Mas a decisão da Justiça pode ter vindo tarde demais. O vice-governador, Luiz Paulo Corrêa da Rocha, disse que pretende analisar o conteúdo da sentença da Justiça para decidir o recurso cabível, mas adiantou que, hoje, pouco poderá ser feito:

- A única coisa que se pode fazer atualmente é a delimitação dos fundos da favela. A extensão da Favela de Rio das Pedras já chega quase à Lagoa do Camorim.
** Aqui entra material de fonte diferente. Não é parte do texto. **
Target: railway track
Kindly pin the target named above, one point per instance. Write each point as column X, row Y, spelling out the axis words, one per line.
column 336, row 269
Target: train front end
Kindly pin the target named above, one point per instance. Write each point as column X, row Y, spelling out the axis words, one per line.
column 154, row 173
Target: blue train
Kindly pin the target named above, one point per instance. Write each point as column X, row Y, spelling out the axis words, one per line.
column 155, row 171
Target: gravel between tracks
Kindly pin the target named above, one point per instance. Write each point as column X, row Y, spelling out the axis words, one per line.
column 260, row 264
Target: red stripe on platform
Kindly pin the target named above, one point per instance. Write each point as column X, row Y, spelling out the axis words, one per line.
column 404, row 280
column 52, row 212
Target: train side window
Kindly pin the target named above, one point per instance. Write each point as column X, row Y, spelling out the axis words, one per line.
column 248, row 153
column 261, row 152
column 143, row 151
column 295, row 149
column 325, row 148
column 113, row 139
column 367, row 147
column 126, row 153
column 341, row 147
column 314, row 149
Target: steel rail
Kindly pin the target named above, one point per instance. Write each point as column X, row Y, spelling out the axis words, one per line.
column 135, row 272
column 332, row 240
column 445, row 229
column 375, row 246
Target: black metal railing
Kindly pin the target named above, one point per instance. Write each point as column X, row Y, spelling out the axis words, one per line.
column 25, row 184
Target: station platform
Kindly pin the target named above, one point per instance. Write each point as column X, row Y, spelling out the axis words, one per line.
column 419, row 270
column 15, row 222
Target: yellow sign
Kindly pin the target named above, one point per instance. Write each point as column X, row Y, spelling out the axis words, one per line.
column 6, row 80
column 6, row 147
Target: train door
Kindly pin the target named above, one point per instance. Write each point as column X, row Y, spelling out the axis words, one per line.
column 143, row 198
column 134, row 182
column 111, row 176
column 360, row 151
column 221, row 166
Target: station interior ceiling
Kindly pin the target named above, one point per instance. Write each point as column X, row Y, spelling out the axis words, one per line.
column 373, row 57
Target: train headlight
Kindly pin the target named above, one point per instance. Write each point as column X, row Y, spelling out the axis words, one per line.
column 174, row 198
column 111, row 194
Sem dúvida, a favela é um dos grandes problemas deixados para o Rio. É horizontal, praticamente ao nível do mar.

Semana passada, a Prefeitura teve de suspender obras de dragagem do canal de Rio das Pedras por causa do afundamento do solo, na verdade turfa (matéria esponjosa, feita de restos de vegetais em variados graus de decomposição). Barracos próximos ao canal foram destruídos. A dragagem faz parte do projeto Favela-Bairro em Rio das Pedras, que prevê a limitação com prédios, para abrigar 800 famílias. Segundo Sérgio Maurício Oliveira, subgerente do Favela-Bairro em Rio das Pedras, hoje a favela tem cerca de 50 mil habitantes.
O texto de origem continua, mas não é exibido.